Я опустила правую руку в воду, и присоски тут же прильнули, начали играть с пальцами. Вдруг осьминог отпрянул, вспыхнул алым:
– У тебя на коже этот сладковатый запах!
Чёрт! Я выдернула руку, обдав брызгами свой белый халат. Сказала примирительно:
– Тебе показалось. Лучше приберись в замке, наверняка там гниют остатки пищи.
– Вот ещё! У меня идеальная чистота.
Он принялся сердито натирать блестящую лейку от душа.
Тем временем очередные три капли упали в воду.
***
11 дней до этого
Доставить огромную губку на плиту оказалось делом нелёгким: она бестолково трепыхалась в струях, как фата невесты, и тормозила движение. Хонер помог вытащить «одеяло» из воды и сразу разлёгся на нём, раскидав ноги.
– Ништяк, грелка! Почему одна? Сказала бы, две тащи, и побольше.
– Ну ты и наглый, я еле доплыла с этим. Где спасибо?
– А ещё скажи – пусть гонят нашу рацию. Капитану наверху сто пудов надоело нас ждать, он точно свинтил.
Рина скрипнула зубами: по договору, при форс-мажоре команда должна ожидать дайверов не меньше трёх суток, вызвав спасателей. Но филиппинцы довольно свободно относятся к своим обязательствам, могут и раньше уйти.

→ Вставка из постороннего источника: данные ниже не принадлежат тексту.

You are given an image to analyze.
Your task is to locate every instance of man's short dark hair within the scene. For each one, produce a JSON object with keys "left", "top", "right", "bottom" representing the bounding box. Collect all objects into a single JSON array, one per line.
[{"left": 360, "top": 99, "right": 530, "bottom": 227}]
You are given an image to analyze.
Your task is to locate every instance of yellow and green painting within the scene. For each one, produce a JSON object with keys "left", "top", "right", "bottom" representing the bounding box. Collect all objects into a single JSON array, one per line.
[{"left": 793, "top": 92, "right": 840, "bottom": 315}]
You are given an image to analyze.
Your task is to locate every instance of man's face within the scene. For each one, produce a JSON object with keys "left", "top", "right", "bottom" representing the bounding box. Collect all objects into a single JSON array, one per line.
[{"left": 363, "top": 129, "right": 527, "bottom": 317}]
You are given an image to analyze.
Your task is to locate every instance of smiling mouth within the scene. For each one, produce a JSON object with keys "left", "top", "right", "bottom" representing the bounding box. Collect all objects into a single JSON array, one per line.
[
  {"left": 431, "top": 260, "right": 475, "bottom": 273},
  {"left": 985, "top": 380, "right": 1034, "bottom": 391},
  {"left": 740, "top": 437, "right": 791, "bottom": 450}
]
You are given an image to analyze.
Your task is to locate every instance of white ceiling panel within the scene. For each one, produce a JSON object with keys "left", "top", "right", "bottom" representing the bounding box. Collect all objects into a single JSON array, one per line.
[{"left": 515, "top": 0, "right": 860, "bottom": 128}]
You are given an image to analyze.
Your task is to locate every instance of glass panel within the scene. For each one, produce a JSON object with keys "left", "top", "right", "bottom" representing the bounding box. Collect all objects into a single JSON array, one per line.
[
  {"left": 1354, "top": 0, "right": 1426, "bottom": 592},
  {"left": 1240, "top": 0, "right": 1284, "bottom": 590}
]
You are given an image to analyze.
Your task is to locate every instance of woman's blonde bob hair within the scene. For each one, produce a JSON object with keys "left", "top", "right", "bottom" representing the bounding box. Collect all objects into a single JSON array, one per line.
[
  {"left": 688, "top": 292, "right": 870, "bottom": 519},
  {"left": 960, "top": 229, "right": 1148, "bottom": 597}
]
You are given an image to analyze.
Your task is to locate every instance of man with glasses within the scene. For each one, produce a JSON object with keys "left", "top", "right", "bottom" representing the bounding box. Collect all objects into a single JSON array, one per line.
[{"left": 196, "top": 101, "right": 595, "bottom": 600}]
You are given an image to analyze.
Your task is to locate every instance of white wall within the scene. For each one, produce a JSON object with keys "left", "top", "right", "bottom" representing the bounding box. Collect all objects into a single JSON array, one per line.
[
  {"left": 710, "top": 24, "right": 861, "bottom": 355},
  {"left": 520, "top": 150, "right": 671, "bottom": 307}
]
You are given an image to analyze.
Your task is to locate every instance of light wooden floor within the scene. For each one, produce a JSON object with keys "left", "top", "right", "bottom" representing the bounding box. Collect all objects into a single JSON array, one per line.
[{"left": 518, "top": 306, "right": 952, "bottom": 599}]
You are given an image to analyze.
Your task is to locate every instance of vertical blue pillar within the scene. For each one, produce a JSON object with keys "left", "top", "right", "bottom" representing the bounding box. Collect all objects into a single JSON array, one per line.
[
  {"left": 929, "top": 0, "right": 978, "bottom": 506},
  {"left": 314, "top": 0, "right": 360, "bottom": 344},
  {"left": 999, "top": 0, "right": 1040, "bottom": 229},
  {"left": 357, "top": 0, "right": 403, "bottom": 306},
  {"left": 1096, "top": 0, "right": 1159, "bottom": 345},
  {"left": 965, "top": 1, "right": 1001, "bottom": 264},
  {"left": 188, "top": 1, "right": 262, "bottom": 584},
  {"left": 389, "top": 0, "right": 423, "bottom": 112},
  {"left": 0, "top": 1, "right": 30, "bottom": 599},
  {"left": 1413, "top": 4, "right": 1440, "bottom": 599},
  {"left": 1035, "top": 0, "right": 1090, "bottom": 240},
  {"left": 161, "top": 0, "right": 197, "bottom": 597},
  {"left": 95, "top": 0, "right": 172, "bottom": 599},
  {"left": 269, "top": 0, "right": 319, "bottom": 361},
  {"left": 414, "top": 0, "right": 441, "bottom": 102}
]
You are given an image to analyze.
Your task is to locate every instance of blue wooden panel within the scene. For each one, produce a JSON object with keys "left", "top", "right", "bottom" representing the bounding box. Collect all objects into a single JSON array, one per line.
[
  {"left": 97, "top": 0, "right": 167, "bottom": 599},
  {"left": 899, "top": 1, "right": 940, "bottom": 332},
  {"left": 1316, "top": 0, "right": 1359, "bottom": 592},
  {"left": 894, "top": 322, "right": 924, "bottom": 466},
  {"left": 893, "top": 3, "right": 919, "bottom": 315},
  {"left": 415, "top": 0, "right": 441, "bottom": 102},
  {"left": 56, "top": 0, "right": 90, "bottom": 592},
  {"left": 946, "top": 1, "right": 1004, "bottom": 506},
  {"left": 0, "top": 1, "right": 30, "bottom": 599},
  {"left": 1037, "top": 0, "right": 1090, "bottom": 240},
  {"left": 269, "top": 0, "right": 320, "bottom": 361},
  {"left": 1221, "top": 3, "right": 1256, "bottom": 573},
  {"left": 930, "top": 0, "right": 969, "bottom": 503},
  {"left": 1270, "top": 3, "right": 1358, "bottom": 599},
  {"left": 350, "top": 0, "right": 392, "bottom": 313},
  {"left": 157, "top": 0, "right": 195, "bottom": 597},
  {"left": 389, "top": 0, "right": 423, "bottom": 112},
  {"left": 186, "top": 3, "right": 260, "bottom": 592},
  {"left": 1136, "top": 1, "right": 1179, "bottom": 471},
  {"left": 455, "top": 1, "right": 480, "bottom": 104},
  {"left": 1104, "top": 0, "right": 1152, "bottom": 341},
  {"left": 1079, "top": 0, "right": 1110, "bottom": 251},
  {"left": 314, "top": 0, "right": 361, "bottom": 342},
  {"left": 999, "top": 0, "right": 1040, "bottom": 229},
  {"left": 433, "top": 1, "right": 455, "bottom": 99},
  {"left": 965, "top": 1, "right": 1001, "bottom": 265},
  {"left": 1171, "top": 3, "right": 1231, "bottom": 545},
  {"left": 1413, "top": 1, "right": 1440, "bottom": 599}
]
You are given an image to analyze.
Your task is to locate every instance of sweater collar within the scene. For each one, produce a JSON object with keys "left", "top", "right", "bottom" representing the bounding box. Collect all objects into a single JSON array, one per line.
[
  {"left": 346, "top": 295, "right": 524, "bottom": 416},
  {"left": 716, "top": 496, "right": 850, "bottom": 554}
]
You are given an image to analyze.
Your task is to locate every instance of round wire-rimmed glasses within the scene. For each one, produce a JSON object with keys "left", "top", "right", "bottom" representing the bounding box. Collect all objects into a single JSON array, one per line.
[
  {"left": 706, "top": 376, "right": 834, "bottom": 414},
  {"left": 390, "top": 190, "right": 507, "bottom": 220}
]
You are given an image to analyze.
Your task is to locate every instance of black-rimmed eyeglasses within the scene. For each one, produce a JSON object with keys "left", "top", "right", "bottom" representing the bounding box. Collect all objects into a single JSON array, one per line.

Связь планировали через военную систему на гидроакустике: рация Рины посылает звуковые сигналы к буйку, тот отправляет сообщение в рубку капитана. Никель-кадмиевый аккумулятор позволял рации работать четыре дня, найти бы её, так и координаты можно передать…
– Дерьмо! Ай! – вскрикнул Хонер, хватаясь за ухо. – Ай-й!..
– Что случилось? – Рина кинулась к гидрологу.
– Дрянь какая-то… В ухо мне заползла, кусается там… Я оглох!..
Он вскочил, принялся прыгать на одной ноге, пытаясь вытрясти что-то из уха. Рина схватила его за плечи: в слуховом проходе торчал чёрный изгибающийся хвост.
Та пиявка, что совал ей октопус! Вот же гад. Тварь заползла в губку, притаилась, а теперь укусила Хонера! Вытащить бы, да пинцета нет.
Рина пыталась ухватить скользкий хвост ногтями, уговаривая Хонера не дёргаться, когда услышала шлепки сзади. В недоумении оглянулась…
На плиту выползло двое работников. Конечно, в этом не было ничего удивительного: осьминоги выходят иногда на сушу, после отлива перемещаются от лужи к луже и ловят застрявшую там рыбу. Они набирают воду под мантию, зажимают её края, как застёжку, и могут так дышать часа два.
Удивительно было то, что каждый работник держал по створке устрицы величиной с большую тарелку. Прикрываясь раковинами, как щитами, гости тихонько перещёлкивались.
– Сам ты рыба безводная! – внезапно крикнул Хонер.
Что? Уж не спятил ли гидролог окончательно? Выглядел он сердитым, раздосадованным, однако никак не сумасшедшим. Снова принялся огрызаться:
– Да плевать, верите вы в демонов или нет. Рацию отдавайте!
Осьминоги топтались у края плиты, их щелчки едва можно было различить на воздухе. Рина повернулась к напарнику:
– Ты понимаешь, о чём они говорят?
Хонер удивился:
– А ты реально не слышишь? Вон тот, поменьше, предлагает подруге сбежать, потому что демоны могут их съесть. Девчонка ему возражает: «Демонов не существует. Учитель рассказывал. Это ламантины, они заблудились. Они едят траву».
– Девчонка? Как ты их различаешь?
– Да ясно, как: по голосам. У девчонки он девчоночий, а парень басит… Или нет? Походу, он щёлкает, но кажется, как будто басит.
Рина догадалась:
– Пиявка! Пиявка у тебя в ухе – переговорное устройство.
– Да ладно? Та чёрная дрянь, которая меня укусила?
Осьминоги снова заговорили, и Хонер перевёл:
– Ниетта отправляет мудрость прямо в голову. Ниетту дают самым глупым ученикам, чтобы понимали слова учителя. С ниеттой нельзя врать: учитель сразу узнает. Вы демоны-уналаши?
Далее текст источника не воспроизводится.